L’arsenal des techniques de renseignement.

Les articles 2 et 3 du projet de loi consacreraient un titre V du livre VIII du code de la sécurité intérieure aux techniques de recueil du renseignement.

1. Les accès aux données techniques de connexion et de localisation: Les techniques dont disposent les services sont élargies, notamment pour les besoins de la prévention du terrorisme la possibilité d’imposer aux opérateurs la mise en oeuvre sur leurs réseaux d’un «dispositif destiné à révéler, sur la seule base de traitements automatisés […], une menace terroriste» (nouvel article L. 851-4 du CSI). Les opposants au projet parlent de «surveillance algorithmique» ou de «boîtes noires chez les opérateurs».
Par ailleurs, le projet de loi prévoit de nouvelles sanctions contre les intermédiaires techniques, ayant pour objectif de forcer leur coopération notamment pour la mise en oeuvre de mesures destinées à contourner le chiffrement, contribuant ainsi à affaiblir la sécurité informatique de tous.
L’utilisation d’un dispositif technique permettant la localisation en temps réel d’une personne, d’un véhicule ou d’un objet est désormais possible pour l’ensemble des finalités des techniques de renseignement. En cas d’urgence, l’utilisation d’un tel dispositif n’est pas soumise à une autorisation préalable (n. art. L. 851-6 du CSI).
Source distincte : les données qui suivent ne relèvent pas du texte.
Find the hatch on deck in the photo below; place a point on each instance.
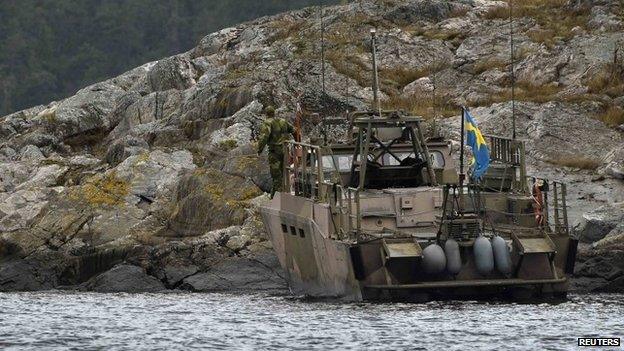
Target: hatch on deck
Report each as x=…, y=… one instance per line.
x=406, y=249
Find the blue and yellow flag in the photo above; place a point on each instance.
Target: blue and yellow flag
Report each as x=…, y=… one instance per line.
x=480, y=151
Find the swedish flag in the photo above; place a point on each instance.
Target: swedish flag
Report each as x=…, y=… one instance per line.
x=480, y=151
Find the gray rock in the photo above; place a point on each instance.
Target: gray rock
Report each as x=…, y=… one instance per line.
x=239, y=274
x=175, y=274
x=24, y=275
x=31, y=153
x=175, y=72
x=599, y=271
x=125, y=278
x=596, y=224
x=154, y=174
x=615, y=163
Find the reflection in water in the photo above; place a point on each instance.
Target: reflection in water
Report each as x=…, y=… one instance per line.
x=60, y=320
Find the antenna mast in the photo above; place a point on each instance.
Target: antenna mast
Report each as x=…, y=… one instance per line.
x=322, y=51
x=513, y=76
x=375, y=76
x=324, y=127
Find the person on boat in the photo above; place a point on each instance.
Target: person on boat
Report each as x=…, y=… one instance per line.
x=275, y=131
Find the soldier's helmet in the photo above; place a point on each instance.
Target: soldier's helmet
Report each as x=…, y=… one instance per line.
x=269, y=111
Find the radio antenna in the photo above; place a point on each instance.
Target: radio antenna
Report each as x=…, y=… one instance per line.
x=513, y=76
x=375, y=76
x=322, y=50
x=322, y=25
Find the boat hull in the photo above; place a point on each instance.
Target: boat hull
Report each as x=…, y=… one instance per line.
x=318, y=265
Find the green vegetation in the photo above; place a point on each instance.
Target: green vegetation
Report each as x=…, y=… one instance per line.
x=106, y=190
x=49, y=49
x=524, y=91
x=613, y=116
x=554, y=18
x=579, y=162
x=423, y=106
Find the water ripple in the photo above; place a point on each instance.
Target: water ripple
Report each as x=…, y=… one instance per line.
x=89, y=321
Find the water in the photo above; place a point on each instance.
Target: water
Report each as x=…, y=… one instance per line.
x=86, y=321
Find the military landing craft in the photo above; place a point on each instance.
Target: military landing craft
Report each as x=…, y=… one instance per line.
x=386, y=215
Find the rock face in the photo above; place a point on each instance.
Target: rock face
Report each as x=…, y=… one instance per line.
x=157, y=169
x=125, y=278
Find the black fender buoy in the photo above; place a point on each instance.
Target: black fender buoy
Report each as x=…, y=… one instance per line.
x=453, y=257
x=502, y=257
x=434, y=260
x=484, y=257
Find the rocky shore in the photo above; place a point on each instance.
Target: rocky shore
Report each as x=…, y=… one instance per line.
x=149, y=181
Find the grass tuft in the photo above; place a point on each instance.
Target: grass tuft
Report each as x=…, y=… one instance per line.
x=613, y=116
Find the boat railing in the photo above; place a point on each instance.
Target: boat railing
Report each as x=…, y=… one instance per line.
x=306, y=176
x=511, y=154
x=303, y=170
x=551, y=208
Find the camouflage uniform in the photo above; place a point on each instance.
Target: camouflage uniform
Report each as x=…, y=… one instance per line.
x=274, y=133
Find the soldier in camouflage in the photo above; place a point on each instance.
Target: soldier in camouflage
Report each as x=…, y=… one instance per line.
x=274, y=133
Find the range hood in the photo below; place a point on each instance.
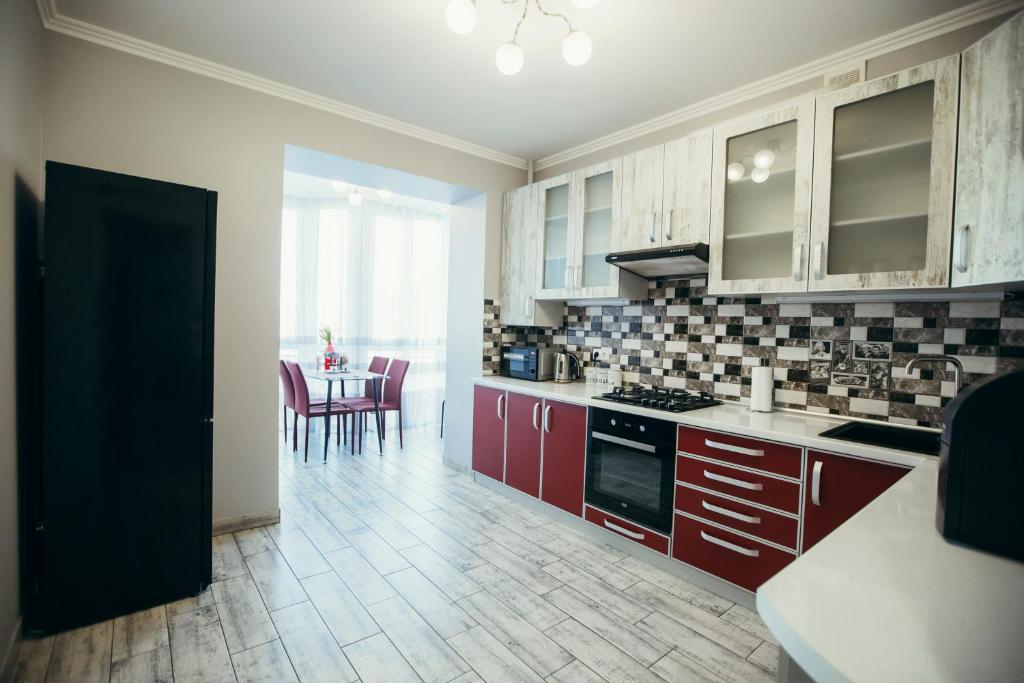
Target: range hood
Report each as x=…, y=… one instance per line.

2. Les interceptions de sécurité concernent également les «personnes appartenant à l’entourage de la personne visée […] susceptibles de jouer un rôle d’intermédiaire, volontaire ou non [ou] de fournir des informations».

3. La localisation, la sonorisation de certains lieux et véhicules, la captation d’images et de données informatiques, permet notamment l’introduction dans des lieux privés et la captation de paroles mêmes prononcées à titre confidentiel.

4. Les mesures de surveillance internationale, auxquelles un régime propre est consacré et précisé par décret en Conseil d’Etat (notamment décret non publié).

Compte-tenu de la procédure d’examen en urgence du Parlement, le projet ne fera l’objet que d’une seule lecture à l’Assemblée nationale et au Sénat. Il est d’ores et déjà impératif de faire part de cette critique et d’exiger la sauvegarde des libertés individuelles.